This will be a 6-month, randomized, controlled study of assay-guided treatment (AGT) versus treatment as usual (TAU) in adult inpatients with major depressive disorder. Two hundred subjects will be randomized to receive AGT or TAU. After subjects are screened, determined to be eligible, and complete baseline assessments, blood samples for genotyping will be obtained from all subjects as well as saliva samples for future GWAS analysis from all subjects. Only those subjects that are randomized to the AGT arm will have their blood samples immediately analyzed. Subjects in the TAU arm will have their blood samples stored for future analysis..
Once the blood samples are obtained, the attending psychiatrists will be asked to indicate their top three choices of antidepressants and at what doses they will initiate treatment. In order to prevent delays in providing treatments, the first choice antidepressants will be started prior to receiving assay results.
Upon receiving the assay reports (AGT arm), the attending psychiatrists will be asked whether the reports influenced their choice of antidepressant treatments and doses of antidepressants, as well as their confidence in their choices. The attending psychiatrists will then document any switches in antidepressant treatments or changes in doses of current antidepressant medications on a structured form. The assay reports will be available between 3 to 5 days after the blood samples are taken. The attending psychiatrists who are randomized to be provided the results of CYP genotyping will also be provided a phone number for consultation with Genomind Labs regarding the interpretation of the results.

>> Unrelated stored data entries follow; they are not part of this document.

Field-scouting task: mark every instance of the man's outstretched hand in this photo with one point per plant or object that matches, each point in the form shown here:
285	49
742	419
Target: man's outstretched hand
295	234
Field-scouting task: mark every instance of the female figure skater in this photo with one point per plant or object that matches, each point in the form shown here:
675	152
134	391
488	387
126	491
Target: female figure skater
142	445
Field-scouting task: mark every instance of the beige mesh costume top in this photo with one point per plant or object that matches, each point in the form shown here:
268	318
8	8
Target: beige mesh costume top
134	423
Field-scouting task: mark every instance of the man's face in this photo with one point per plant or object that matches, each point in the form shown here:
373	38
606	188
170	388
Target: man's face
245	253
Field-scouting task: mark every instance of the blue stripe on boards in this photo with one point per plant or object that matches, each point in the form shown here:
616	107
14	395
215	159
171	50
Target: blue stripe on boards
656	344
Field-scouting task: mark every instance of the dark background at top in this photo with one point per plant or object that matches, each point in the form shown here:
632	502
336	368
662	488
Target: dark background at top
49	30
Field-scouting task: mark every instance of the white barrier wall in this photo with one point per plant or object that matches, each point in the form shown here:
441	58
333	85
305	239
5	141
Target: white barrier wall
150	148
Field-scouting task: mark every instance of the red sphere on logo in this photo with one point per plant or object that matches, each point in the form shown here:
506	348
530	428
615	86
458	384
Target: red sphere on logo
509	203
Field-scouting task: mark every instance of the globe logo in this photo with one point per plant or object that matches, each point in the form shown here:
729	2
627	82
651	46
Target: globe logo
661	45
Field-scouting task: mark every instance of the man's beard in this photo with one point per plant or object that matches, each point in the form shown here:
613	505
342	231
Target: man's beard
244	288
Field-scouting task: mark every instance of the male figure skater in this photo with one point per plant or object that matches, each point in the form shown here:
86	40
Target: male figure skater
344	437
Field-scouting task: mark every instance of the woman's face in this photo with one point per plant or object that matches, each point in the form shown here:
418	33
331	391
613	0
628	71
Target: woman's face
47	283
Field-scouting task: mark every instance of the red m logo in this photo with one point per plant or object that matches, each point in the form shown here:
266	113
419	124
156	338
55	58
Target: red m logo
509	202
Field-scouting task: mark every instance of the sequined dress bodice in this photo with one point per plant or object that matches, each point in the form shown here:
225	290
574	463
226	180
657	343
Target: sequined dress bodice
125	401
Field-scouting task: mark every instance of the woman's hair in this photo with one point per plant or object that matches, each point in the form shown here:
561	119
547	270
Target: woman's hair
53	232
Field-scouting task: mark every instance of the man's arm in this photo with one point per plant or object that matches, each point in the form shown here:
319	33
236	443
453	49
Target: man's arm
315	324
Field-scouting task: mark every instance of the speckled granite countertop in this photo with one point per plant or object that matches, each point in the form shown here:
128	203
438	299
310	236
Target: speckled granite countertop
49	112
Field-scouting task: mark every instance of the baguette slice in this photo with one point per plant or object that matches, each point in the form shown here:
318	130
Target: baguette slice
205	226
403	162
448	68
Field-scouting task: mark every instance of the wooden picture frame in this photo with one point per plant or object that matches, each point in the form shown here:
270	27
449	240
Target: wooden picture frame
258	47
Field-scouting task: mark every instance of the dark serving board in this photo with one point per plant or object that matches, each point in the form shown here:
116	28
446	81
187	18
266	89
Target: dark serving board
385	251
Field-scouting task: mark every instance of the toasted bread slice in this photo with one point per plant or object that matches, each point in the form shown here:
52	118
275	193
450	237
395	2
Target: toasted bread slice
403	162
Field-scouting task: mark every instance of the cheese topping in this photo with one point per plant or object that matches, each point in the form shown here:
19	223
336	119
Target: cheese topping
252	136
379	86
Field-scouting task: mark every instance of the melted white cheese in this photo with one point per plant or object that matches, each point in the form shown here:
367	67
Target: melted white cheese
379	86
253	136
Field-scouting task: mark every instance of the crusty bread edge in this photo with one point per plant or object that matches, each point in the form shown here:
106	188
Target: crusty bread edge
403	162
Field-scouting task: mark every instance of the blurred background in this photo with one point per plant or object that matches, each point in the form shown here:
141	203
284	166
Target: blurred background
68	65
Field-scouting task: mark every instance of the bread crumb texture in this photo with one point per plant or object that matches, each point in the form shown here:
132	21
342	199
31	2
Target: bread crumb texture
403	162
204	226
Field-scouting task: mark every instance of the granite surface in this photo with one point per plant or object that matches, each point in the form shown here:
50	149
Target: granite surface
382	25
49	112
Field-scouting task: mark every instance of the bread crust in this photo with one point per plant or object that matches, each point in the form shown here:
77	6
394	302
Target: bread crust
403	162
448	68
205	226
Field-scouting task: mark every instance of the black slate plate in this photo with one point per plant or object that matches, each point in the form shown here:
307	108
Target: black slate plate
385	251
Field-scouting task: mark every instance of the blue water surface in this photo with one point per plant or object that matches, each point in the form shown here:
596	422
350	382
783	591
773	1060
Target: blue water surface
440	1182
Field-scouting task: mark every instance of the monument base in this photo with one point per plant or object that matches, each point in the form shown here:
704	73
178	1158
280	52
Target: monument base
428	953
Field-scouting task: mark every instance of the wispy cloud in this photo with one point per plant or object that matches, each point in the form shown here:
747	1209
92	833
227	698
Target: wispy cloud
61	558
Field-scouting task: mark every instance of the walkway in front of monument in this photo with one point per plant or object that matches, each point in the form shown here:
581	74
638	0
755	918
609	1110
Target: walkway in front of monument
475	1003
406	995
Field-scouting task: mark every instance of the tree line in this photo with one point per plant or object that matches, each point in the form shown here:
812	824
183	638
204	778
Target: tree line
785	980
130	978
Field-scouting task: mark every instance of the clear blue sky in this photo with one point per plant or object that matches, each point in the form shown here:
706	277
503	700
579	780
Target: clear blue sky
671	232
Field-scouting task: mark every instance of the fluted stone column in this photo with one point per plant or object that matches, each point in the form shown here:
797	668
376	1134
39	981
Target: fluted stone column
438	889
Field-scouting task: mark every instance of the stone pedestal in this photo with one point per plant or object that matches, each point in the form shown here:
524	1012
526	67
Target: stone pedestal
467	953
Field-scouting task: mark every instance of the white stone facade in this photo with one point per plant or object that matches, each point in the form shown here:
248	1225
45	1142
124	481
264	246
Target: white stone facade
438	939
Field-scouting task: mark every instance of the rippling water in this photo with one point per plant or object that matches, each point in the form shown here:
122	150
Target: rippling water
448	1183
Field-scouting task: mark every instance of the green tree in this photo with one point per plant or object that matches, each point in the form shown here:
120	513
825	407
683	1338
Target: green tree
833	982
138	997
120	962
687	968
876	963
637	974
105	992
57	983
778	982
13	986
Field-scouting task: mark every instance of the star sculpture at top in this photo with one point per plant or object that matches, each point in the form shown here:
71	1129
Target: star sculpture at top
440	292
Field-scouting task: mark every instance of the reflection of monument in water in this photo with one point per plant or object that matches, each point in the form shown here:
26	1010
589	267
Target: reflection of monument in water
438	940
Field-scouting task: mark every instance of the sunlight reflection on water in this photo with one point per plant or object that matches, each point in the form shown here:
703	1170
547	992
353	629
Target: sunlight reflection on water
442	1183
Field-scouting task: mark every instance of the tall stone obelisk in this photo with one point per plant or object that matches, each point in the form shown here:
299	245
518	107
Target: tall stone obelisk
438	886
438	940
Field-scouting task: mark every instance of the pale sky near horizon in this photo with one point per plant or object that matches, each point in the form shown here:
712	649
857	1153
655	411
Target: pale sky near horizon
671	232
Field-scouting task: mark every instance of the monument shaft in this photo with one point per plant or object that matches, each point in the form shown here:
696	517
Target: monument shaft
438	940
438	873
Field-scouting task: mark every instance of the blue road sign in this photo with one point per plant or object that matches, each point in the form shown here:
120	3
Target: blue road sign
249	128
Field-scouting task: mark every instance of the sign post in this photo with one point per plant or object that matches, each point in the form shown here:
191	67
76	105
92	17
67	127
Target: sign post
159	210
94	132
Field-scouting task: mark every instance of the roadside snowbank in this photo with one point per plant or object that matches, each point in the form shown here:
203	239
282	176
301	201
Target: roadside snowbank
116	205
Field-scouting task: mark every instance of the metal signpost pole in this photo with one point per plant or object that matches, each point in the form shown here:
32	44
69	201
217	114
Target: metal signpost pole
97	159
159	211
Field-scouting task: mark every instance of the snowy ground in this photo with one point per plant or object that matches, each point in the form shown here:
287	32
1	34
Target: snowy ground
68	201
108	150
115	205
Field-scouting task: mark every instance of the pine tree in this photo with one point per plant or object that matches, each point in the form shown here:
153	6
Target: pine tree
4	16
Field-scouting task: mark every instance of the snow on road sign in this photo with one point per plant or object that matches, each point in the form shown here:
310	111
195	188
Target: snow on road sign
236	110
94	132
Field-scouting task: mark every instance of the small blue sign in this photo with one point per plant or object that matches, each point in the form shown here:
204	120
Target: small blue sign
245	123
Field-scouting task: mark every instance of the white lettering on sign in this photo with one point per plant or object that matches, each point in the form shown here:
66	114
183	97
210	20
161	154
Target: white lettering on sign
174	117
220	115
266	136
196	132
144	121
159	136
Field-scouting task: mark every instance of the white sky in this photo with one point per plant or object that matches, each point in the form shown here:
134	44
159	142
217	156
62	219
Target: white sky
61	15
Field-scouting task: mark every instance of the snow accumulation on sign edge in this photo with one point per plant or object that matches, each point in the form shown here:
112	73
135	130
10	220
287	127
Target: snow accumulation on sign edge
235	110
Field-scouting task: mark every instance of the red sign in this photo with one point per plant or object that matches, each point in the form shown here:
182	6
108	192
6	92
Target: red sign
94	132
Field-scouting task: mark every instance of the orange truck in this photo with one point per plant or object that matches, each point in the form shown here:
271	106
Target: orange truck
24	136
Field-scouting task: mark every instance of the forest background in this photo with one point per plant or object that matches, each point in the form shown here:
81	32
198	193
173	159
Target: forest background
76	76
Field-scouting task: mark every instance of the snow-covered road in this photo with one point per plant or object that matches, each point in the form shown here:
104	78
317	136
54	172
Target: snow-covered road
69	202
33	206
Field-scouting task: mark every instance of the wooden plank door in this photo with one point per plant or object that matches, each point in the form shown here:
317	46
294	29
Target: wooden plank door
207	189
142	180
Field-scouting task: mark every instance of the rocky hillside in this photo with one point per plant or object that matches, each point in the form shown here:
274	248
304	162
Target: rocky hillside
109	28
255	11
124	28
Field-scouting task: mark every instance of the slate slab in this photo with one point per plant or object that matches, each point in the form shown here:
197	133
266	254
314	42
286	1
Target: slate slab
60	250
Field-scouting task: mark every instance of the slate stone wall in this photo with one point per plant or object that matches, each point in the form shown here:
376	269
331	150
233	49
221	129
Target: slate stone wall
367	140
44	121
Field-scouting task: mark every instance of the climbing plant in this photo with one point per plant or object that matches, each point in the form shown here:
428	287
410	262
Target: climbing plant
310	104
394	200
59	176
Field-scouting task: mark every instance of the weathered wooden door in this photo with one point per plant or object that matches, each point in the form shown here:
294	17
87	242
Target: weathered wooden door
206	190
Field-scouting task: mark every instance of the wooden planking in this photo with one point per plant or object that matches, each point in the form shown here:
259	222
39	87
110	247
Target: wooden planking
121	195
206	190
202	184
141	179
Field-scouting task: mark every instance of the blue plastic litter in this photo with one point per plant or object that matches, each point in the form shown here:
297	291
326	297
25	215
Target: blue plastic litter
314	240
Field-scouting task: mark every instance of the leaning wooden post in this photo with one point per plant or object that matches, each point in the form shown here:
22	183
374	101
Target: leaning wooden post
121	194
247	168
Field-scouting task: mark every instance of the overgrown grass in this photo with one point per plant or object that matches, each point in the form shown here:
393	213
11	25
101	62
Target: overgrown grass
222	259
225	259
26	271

Trough antidepressant blood samples for the AGT arm (10-12 hours after last dose) for therapeutic drug monitoring (TDM) will be obtained within 24 hours of discharge. Blood samples will also be obtained from the TAU arm, but they will be stored for future analysis of CYP genotyping and biomarker analysis of treatment resistant MDD. Clinical follow-up will proceed as felt to be clinically indicated. For subjects who have been discharged before the assay results are received, the attending psychiatrists will complete the from indicating changes in treatments as if patients were still in hospital. Results and recommendations will be forwarded to the identified outpatient psychiatrists. (note: blood levels of antidepressants were not analyzed)
The AGT arm is not standard care for patients with depression. The addition of assay-results and questionnaires makes the AGT arm different than standard care. Only the questionnaires make the TAU arm different than standard care.
Note:
Within 24 hours after you are admitted to the Inpatient Psychiatric Unit, the "baseline" assessment will occur. If you stay in the Inpatient Psychiatric Unit for more than one week, the "weekly" assessment will occur every 7 days. Typically, patients spend an average of 8-10 days in the Inpatient Psychiatric Unit. The day before or the day of your discharge from the Inpatient Psychiatric Unit, your "discharge" assessment will occur. One, 3, and 6 months after you are discharged, you will be asked to complete follow-up assessments.